Resposta direta: quem pode ver sua atividade

Em geral, sua atividade na internet pode ser observada por vários atores, em diferentes níveis. Isso inclui o site ou serviço que você acessa, empresas que exibem conteúdo ou anúncios ao longo do caminho, e intermediários que transportam seus dados. Além disso, seu provedor de internet pode ter visibilidade sobre parte do tráfego (como para onde você vai e quando), mesmo quando o conteúdo está criptografado. A extensão exata do que cada um enxerga depende do tipo de conexão, das permissões do navegador, e do seu modelo de ameaça.

O que normalmente fica visível (mesmo com criptografia)

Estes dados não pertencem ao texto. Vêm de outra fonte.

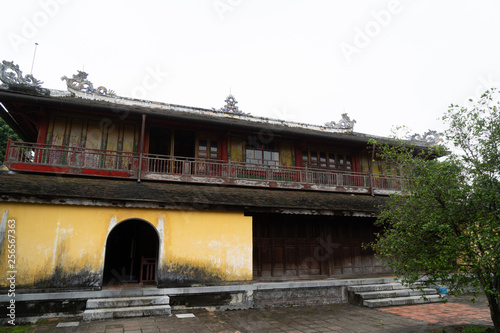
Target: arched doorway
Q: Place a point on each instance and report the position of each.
(127, 245)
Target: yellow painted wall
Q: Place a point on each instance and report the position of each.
(63, 240)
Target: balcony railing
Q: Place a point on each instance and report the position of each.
(88, 161)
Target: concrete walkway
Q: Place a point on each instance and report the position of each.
(345, 318)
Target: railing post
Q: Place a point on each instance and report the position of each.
(141, 148)
(371, 169)
(7, 151)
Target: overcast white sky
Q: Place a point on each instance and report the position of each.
(385, 63)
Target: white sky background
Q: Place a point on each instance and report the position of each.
(385, 63)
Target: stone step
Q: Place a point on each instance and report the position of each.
(120, 302)
(409, 300)
(376, 287)
(126, 312)
(396, 293)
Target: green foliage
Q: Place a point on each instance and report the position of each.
(5, 132)
(445, 227)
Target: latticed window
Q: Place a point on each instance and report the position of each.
(320, 159)
(208, 149)
(262, 155)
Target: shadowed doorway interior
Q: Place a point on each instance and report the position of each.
(131, 250)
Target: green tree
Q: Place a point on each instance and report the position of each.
(445, 227)
(5, 132)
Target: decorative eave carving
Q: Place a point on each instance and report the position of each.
(432, 137)
(345, 124)
(79, 83)
(230, 106)
(12, 76)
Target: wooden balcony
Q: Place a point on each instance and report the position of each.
(22, 156)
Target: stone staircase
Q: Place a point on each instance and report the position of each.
(124, 307)
(391, 294)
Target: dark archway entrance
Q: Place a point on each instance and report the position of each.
(127, 244)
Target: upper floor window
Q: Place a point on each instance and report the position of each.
(262, 154)
(321, 159)
(208, 149)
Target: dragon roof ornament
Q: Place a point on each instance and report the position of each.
(11, 75)
(432, 137)
(79, 83)
(344, 124)
(230, 106)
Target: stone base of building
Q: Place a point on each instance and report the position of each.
(30, 307)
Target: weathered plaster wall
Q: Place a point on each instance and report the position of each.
(64, 246)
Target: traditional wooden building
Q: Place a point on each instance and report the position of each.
(105, 189)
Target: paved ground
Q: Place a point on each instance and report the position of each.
(327, 318)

Quando você acessa um site por conexão segura (por exemplo, com criptografia no transporte), o conteúdo do que é enviado tende a ficar menos legível para quem apenas encaminha os dados. Ainda assim, metadados costumam continuar úteis para análise: endereços/identificadores envolvidos na comunicação, horários, duração e padrões de uso. No lado do navegador e do aplicativo, também pode haver visibilidade adicional por causa de cookies, armazenamento local e identificadores usados para manter sessões.

Na prática, o site que você visita geralmente consegue ver o que você envia e recebe dentro da interação, além de informações que o navegador fornece (como identificadores de sessão). Se o site carrega elementos de terceiros (por exemplo, scripts), essas partes podem correlacionar eventos com seu navegador quando houver permissões e mecanismos compatíveis.

Diferenças importantes: “quem vê” não é igual “o que vê”

Um mesmo ator pode ter apenas uma visão limitada ou profunda, dependendo do contexto. Por exemplo:

  • O provedor de internet pode enxergar informações de tráfego e padrões, mas não necessariamente o conteúdo completo de páginas criptografadas.
  • O site acessado pode ter acesso ao conteúdo e ao contexto da sessão, porque participa diretamente da comunicação.
  • Terceiros incorporados ao site podem ver eventos do navegador que o site repassa ou disponibiliza.

Essas diferenças mudam bastante conforme o seu navegador, suas configurações e as escolhas de tecnologia usadas no caminho da conexão. Por isso, é arriscado assumir que “ninguém” verá nada: o risco de exposição varia.

Exceções e limites: por que não existe proteção absoluta

Mesmo adotando conexões seguras e boas práticas, pode haver rastros que não são eliminados totalmente. Identificadores persistentes (cookies e dados locais), login em contas, sincronização de dispositivos e decisões de compartilhamento dentro de sites podem ligar atividades ao mesmo usuário. Além disso, qualquer sistema que dependa de logins e sessões tende a manter algum nível de registro.

A principal exceção que muda o quadro é o tipo de tráfego e o quanto dele é criptografado ponta a ponta: criptografia no transporte reduz a visibilidade de quem apenas encaminha dados, mas não impede que o serviço final e seus parceiros observem o que ocorre durante a interação, quando há mecanismos para isso.

O que você pode checar para entender seu nível de exposição

Você pode começar por verificações simples e verificáveis:

  1. Observe quais sites e domínios aparecem nas conexões ao carregar uma página (no painel de rede/inspeção do navegador).
  2. Revise cookies e dados do site no navegador, e veja quais persistem após sair.
  3. Compare páginas que usam login com páginas sem login: a diferença de rastreabilidade costuma ser grande.
  4. Note permissões ativas (armazenamento, rastreamento, cookies de terceiros) e teste em modo de navegação restrita.

Esses controles não provam “invisibilidade”, mas ajudam você a mapear quais partes recebem dados do seu navegador e quais registros podem ser gerados.